The question: A shipment of 2500 car headlights contains 200 defective. You choose from this shipment without replacement until you have 18 which are not defective. Let X be the number of defective headlights you obtain. Give the probability function, $f(x)$

My attempt:

I use hypergeometric distribution.

$$ f(x) = \frac{{ 2300 \choose 18} {200 \choose x}}{ {2500 \choose x+18}}$$

The official answer:

In the first $(x+17)$ selection we need to get $x$ defective (use hypergeometric distribution) and then we need a good one on the $(x+18)$ draw.
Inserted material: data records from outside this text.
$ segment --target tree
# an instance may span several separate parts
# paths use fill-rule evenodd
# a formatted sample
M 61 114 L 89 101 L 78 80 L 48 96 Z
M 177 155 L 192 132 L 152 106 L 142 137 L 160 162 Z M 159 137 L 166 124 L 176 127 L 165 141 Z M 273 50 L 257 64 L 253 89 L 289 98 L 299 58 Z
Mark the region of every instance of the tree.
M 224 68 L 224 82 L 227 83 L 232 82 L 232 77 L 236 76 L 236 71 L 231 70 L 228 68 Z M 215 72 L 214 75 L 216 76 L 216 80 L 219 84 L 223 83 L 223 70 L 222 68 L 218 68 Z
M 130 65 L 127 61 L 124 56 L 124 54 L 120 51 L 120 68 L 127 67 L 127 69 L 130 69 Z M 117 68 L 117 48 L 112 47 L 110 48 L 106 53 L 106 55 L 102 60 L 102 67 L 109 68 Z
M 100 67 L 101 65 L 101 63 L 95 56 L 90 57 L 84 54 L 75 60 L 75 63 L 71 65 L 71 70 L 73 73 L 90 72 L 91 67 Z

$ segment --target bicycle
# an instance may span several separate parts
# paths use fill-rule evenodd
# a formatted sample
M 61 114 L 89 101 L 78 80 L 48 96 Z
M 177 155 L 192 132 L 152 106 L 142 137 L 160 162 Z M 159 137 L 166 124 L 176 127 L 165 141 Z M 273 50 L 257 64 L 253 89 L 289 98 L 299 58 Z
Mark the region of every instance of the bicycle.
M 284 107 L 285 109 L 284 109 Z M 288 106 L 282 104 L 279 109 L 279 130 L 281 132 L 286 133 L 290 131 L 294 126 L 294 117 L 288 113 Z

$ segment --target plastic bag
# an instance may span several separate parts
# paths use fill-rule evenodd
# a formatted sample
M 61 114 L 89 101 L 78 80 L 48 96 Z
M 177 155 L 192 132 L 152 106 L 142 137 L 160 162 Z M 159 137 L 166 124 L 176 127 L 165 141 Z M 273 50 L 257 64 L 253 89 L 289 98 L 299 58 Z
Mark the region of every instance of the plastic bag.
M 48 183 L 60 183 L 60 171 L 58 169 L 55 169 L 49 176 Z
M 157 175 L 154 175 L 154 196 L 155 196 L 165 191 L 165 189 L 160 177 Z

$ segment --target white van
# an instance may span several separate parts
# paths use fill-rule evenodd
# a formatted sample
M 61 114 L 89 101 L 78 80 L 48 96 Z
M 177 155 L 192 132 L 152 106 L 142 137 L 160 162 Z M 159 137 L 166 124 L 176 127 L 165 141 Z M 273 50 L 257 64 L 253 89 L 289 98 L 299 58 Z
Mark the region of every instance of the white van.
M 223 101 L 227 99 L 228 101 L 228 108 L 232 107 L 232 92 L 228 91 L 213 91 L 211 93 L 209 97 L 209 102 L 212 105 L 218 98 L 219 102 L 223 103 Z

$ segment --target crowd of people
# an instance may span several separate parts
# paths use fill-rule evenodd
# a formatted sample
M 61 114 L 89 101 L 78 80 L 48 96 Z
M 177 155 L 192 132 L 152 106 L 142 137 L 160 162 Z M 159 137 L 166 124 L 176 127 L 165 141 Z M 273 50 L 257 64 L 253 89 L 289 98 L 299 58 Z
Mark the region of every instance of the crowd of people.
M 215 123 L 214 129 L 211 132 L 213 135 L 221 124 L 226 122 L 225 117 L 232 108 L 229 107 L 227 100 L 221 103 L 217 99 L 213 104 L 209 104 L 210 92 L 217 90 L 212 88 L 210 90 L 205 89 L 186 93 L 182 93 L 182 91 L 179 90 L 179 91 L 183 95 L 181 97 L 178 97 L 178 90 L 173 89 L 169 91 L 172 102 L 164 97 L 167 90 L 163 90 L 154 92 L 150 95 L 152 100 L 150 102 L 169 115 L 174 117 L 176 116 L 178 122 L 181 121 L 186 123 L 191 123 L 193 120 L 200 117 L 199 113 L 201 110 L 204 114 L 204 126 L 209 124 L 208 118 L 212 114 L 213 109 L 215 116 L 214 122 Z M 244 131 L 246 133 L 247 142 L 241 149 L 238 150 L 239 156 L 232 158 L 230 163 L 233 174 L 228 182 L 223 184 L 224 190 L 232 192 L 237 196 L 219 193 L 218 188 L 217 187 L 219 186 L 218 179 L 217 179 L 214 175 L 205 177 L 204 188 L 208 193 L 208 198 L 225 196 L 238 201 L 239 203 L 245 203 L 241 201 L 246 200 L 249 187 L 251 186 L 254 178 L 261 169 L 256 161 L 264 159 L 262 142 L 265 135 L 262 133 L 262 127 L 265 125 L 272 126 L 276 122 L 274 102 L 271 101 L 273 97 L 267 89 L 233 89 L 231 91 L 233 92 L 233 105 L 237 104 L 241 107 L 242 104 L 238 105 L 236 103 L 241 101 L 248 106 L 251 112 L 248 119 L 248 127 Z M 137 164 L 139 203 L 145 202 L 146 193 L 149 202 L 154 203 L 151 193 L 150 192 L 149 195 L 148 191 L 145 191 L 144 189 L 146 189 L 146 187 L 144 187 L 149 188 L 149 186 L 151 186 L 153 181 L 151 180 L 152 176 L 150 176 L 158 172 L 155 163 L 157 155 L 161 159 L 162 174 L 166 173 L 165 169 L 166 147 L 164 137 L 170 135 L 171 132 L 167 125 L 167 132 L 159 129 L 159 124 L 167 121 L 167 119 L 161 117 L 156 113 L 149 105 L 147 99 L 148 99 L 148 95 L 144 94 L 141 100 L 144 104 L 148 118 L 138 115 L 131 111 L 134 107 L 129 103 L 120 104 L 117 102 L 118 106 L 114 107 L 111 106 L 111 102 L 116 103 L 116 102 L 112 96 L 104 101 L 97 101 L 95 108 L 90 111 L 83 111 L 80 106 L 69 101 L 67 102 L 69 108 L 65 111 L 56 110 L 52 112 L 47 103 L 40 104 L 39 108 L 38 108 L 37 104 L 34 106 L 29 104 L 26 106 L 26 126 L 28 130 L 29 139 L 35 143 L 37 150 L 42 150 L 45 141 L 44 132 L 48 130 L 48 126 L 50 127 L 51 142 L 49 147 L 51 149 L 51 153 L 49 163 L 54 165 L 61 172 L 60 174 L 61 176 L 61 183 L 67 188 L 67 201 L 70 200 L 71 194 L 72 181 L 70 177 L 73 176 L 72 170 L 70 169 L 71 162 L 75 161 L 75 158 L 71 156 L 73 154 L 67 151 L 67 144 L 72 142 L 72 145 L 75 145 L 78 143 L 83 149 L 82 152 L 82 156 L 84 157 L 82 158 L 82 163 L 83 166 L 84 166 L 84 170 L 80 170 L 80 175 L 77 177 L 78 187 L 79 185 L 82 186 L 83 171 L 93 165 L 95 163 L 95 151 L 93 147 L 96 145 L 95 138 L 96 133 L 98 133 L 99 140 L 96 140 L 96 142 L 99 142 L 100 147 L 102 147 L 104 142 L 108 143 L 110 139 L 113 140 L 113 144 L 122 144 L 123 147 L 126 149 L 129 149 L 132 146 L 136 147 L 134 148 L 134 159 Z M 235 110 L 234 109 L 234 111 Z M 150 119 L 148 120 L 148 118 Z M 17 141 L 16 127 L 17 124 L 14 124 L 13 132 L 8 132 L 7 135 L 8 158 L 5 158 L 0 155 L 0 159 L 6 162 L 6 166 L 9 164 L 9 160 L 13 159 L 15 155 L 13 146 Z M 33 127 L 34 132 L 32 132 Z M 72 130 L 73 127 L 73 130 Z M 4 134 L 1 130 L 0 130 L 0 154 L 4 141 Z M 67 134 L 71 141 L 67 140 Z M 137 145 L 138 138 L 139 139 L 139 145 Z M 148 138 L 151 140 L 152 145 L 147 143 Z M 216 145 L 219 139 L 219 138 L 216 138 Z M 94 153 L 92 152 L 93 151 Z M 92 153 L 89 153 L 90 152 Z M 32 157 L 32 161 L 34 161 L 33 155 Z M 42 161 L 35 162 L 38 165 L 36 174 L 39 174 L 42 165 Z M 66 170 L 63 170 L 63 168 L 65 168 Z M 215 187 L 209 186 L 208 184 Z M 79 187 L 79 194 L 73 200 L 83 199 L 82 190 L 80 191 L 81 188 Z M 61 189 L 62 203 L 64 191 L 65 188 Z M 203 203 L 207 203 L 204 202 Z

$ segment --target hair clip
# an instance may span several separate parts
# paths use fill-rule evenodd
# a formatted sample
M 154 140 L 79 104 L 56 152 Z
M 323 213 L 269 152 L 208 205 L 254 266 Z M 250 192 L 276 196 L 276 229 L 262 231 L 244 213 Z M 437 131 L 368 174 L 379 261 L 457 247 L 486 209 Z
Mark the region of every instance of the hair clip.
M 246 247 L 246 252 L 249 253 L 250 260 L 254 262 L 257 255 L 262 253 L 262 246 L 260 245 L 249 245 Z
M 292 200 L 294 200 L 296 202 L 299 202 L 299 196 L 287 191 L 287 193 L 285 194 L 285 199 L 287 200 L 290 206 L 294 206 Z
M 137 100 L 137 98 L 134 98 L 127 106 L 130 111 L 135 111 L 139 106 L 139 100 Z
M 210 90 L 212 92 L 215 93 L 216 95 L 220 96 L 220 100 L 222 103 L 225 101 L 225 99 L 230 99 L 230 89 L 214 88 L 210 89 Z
Therefore,

$$ f(x) = \frac{ {200 \choose x} {2300 \choose 17}} {{ 2500 \choose x+17}} * \frac{2283}{2500 - (x+17)} $$

I think there might be a mistake because the answer seems to answer what is the probability that we draw 17 defective and the 18 th draw is not defective, and if that is the case I don’t seem to understand how they got the value 2283.

Answer 1

The essential observation to make is that the selection process does not stop until one obtains the 18th non-defective headlight; therefore, if $X$ counts the random number of defective headlights selected, we must have drawn $X+18$ headlights in total; moreover, the final headlight selected is always non-defective, otherwise we could not have stopped at that point. If you say that we had already drawn $18$ non-defective headlights, then you did not stop when you were supposed to.

With this in mind, we now see why the solution is structured as it is: If $X+17$ is the total number of headlights selected prior to the final selection that stops the process, then there are exactly $X$ defective headlights and $17$ non-defective ones we have obtained so far, and these can be ordered in any way--there are no additional restrictions, because the $18^{\rm th}$ non-defective headlight has not yet been drawn. The probability obeys the hypergeometric distribution. But now we must also include the probability that the next draw is non-defective, otherwise the process would not stop at that point. At that point, there are $2500 - (X + 17)$ remaining headlights, of which $2500 - 200 - 17$ are non-defective, thus the probability of selecting a non-defective headlight is simply $$\frac{2283}{2500 - (X+17)}.$$

Answer 2

The hypergeometric distribution doesn't care about the order in which things are drawn. However, in this question the order is important: if you draw 18 not defective headlights straight away, then you stop drawing.

This is why the official answer is correct: you first draw 17 not defective bulbs and $x$ defective bulbs (where the order doesn't matter), AND then you draw the 18th defective bulb and so stop drawing bulbs.

The first fraction in their solution is the probability of drawing 17 not defective bulbs and $x$ defective bulbs.

The second fraction in their solution is the probability of drawing one more defective bulb, given you have already drawn 17 not defective bulbs and $x$ defective bulbs. "$2283$" is the number of defective bulbs left ($2500-17$) and "$2500-(x+17)$" is the number of bulbs left in the shipment.